In honor of the Day of the Dead (and this being an extra-special Day of the Dead with it’s happening on 11/1/11 – I am one of those people who thinks multiple “1’s” mean something), I thought it’d be fun to post this interview I did 2 years ago. If you’ve never been to one of these celebrations, you can sort of get an idea of what it’s like by following the links above or watching the video below, but I highly recommend experiencing it for yourself if you can. Feliz Dia de los Muertos!

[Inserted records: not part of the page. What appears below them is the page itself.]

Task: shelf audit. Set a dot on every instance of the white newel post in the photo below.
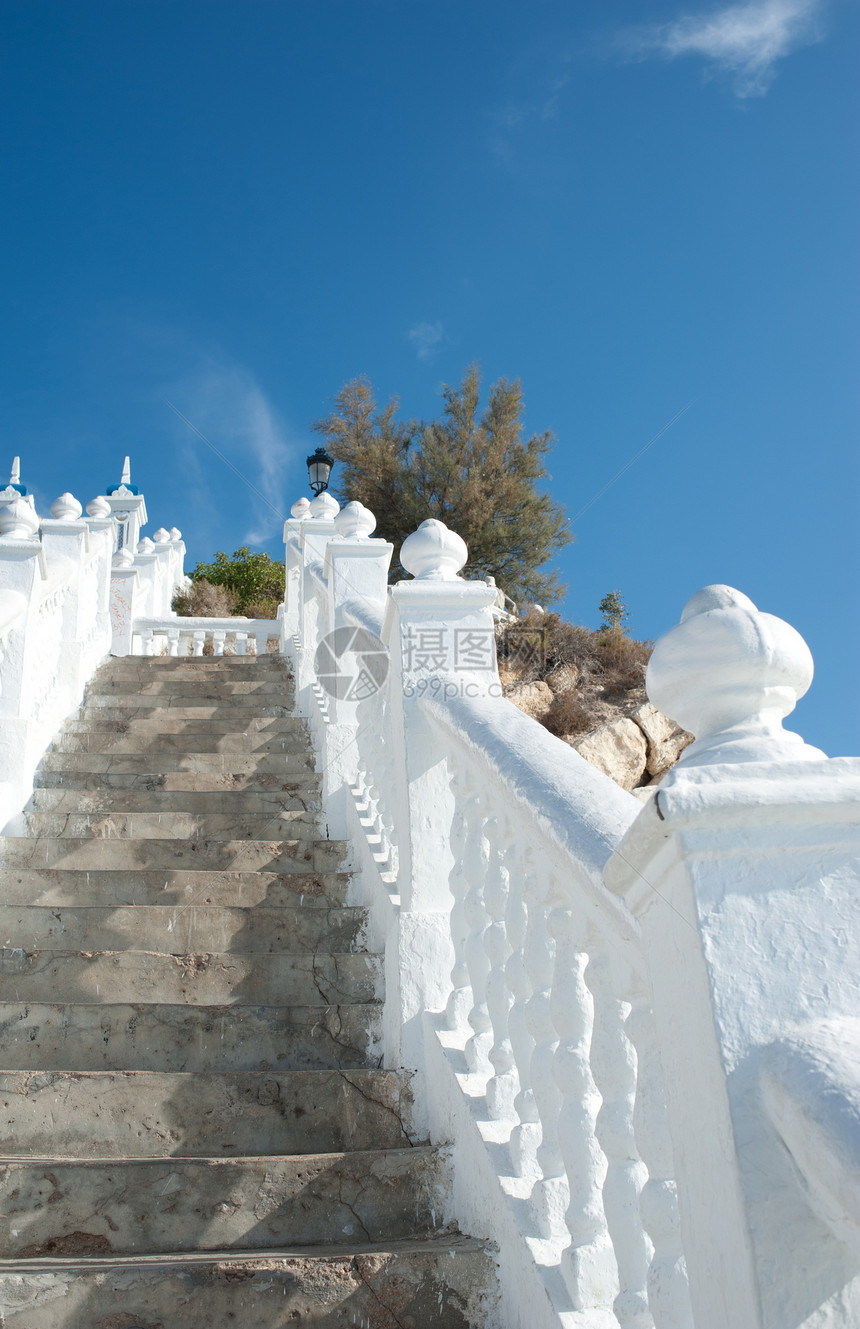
(314, 534)
(745, 873)
(439, 630)
(355, 665)
(23, 572)
(293, 572)
(124, 581)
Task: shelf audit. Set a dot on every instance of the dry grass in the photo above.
(596, 677)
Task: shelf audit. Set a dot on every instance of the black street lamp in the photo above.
(319, 469)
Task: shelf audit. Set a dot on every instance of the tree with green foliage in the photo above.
(613, 613)
(255, 581)
(472, 469)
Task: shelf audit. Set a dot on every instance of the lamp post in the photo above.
(319, 469)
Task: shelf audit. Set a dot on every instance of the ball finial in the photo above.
(355, 521)
(730, 674)
(65, 508)
(432, 552)
(324, 507)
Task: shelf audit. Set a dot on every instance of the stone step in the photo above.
(164, 855)
(184, 928)
(60, 887)
(214, 780)
(107, 742)
(165, 825)
(206, 667)
(286, 766)
(184, 719)
(447, 1284)
(126, 691)
(149, 1206)
(200, 978)
(145, 1037)
(261, 703)
(97, 799)
(160, 1114)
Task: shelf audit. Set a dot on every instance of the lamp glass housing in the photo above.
(319, 469)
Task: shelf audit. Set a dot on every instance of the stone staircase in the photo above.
(196, 1126)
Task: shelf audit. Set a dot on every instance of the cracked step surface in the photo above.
(165, 825)
(198, 978)
(182, 929)
(193, 1037)
(107, 742)
(258, 803)
(64, 887)
(225, 763)
(145, 1206)
(214, 779)
(148, 1037)
(146, 1114)
(186, 719)
(443, 1284)
(204, 855)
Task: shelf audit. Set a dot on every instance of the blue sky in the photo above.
(630, 207)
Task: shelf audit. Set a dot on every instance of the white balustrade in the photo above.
(633, 1023)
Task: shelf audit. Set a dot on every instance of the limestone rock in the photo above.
(535, 699)
(618, 750)
(666, 740)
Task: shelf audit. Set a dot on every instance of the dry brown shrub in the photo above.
(569, 714)
(204, 601)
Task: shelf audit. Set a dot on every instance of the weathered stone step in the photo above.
(196, 691)
(206, 667)
(200, 978)
(441, 1284)
(149, 1206)
(184, 719)
(201, 740)
(204, 856)
(61, 887)
(165, 825)
(184, 928)
(97, 799)
(286, 766)
(145, 1037)
(158, 1114)
(262, 703)
(215, 779)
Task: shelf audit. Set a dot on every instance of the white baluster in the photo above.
(525, 1136)
(503, 1086)
(614, 1069)
(460, 998)
(549, 1194)
(667, 1291)
(589, 1261)
(476, 864)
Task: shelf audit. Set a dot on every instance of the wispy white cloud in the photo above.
(427, 339)
(225, 402)
(743, 40)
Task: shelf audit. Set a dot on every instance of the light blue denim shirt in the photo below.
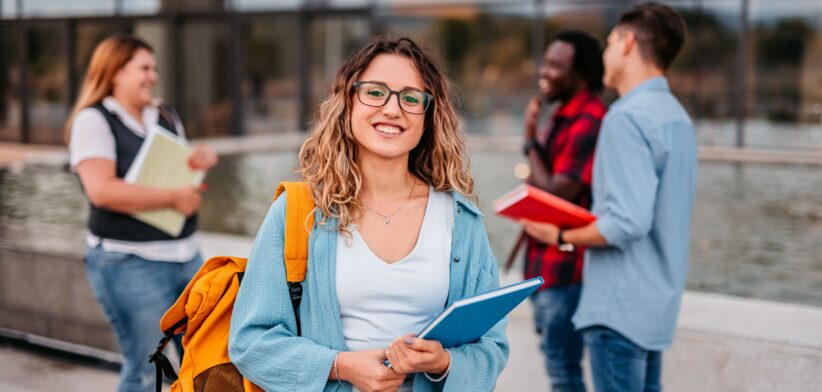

“Art is capable of reaching across time and space 
to communicate and change us.”

– Samantha Breault

 The Interview

I randomly met Samantha when I went to the Day of the Dead celebration in downtown Los Angeles on November 1, 2009.  She was dressed up in full Day of the Dead makeup so I still don’t know what she looks like “in real life.”  Like her anonymous tattooed man at the exhibit she talks about below, she is anonymous to me in that I could never point her out in a crowd – she was completely made up & indistinguishable like so many people there that celebratory evening.  I was simply asking people, man-on-the-street style, what their greatest epiphany in life was.  Instead of thinking I was completely insane, and blowing me off (then again, I wasn’t the one in a full skeleton/Day of the Dead get-up), she graciously answered with this very short but interesting epiphany.  The people she wanted to know about their greatest epiphanies were Walt Disney and Jim Henson because she wants to hear from “the people who take imaginary creatures and put a soul behind them.”  Interesting person.  I’m going to do start doing random, man-on-the-street interviews more often…

***

The moment I think I probably had one of my greatest epiphanies was when I was in the Museum of Science visiting an exhibit where there were about 200 people who were dead that were somehow preserved and were presented as art.  It escapes me what the name of this event was at this moment.

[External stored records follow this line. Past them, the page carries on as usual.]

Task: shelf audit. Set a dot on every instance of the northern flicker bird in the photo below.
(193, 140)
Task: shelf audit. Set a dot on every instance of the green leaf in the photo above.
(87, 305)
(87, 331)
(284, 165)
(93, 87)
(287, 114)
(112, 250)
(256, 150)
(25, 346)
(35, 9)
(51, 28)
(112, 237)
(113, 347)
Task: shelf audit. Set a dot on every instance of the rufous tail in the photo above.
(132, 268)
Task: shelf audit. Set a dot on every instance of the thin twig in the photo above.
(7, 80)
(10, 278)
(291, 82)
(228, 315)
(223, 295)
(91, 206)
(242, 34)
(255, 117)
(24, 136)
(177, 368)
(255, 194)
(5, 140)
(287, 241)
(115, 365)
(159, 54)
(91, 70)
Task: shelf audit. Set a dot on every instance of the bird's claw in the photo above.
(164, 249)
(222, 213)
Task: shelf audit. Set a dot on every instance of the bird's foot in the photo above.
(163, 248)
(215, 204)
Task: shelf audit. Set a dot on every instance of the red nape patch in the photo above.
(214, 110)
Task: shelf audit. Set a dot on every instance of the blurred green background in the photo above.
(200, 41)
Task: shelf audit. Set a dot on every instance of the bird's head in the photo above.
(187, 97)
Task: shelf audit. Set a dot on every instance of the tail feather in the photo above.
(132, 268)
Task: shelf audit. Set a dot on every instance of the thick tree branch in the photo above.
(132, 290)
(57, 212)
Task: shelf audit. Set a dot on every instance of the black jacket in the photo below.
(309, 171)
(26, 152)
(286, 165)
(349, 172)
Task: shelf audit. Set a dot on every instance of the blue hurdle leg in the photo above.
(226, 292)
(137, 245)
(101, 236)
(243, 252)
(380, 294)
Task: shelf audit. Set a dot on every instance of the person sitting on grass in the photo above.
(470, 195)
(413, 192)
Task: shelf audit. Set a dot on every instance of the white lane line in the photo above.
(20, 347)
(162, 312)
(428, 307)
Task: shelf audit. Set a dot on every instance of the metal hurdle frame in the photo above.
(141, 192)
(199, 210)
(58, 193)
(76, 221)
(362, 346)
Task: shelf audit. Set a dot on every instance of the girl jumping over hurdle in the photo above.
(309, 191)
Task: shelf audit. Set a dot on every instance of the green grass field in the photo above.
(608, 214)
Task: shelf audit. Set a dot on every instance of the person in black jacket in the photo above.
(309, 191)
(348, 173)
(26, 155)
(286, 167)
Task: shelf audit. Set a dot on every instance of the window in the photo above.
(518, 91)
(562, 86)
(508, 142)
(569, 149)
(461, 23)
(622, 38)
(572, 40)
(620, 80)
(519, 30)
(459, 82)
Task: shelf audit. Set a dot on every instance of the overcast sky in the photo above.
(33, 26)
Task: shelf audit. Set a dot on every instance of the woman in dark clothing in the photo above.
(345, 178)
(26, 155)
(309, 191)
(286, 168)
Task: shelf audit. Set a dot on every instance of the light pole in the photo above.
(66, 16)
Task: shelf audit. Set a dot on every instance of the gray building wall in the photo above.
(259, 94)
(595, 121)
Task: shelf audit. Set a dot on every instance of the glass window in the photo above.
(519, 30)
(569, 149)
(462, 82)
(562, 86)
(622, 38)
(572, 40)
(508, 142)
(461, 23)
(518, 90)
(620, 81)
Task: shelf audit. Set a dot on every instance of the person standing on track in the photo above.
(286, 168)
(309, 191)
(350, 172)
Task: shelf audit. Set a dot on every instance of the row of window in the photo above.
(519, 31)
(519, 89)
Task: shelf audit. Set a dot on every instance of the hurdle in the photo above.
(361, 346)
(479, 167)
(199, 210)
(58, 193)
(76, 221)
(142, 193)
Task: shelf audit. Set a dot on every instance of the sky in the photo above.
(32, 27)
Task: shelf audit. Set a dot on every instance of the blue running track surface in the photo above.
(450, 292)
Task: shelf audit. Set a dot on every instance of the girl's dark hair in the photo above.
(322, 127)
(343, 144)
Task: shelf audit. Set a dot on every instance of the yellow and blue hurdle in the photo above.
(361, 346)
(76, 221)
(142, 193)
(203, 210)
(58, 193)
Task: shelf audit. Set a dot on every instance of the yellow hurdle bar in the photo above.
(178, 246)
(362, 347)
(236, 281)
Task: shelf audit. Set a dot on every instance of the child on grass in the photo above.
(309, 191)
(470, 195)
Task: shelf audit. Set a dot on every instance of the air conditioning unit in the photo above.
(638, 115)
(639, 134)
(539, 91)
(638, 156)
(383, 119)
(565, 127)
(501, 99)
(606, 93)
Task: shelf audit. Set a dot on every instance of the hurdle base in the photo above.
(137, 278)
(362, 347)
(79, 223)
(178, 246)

This exhibit had a great impact on me.  All these bodies in this it were very anonymous.  You didn’t know who they were, or what they did.  But there was this one body with a tattoo.  I have tattoos so I really started studying it and became fascinated with this one anonymous man’s tattoo.  From the tattoo it was obvious that this man had served in the armed forces.  Suddenly I had this thought, and it sort of shocked me, but I realized, “Wow, he just spoke to me.”  Even after death, as this piece of artwork, he spoke to me through this tattoo, this art that he wore on his body. He said to me, “I am somebody. I was in the Army, and I did something. I believed in something. I did something with my life. I lived, I served.”

This man spoke to me from the dead, and I thought it was beautiful.  That was for me, an epiphany. Someone can speak to me from the dead.  I thought it was gorgeous that he spoke to me through time and through art – the art he had become and through his body art.  I realized, when I get tattooed maybe someone will be communicated with, even after death, and they might see me, or see a part of me, and know that there is or was something that I loved.  Maybe I will tell someone there’s something I did or how I feel or felt in that one image. I don’t know if that makes sense, but anyway, I have even more tattoos than I did then and find them very meaningful in a different, much deeper way now!  I also realize just how important and powerful art can be – any kind of art – whether it be paintings, music, sculptures, preserved dead bodies or art on our bodies…art can reach across time and space to communicate and change us.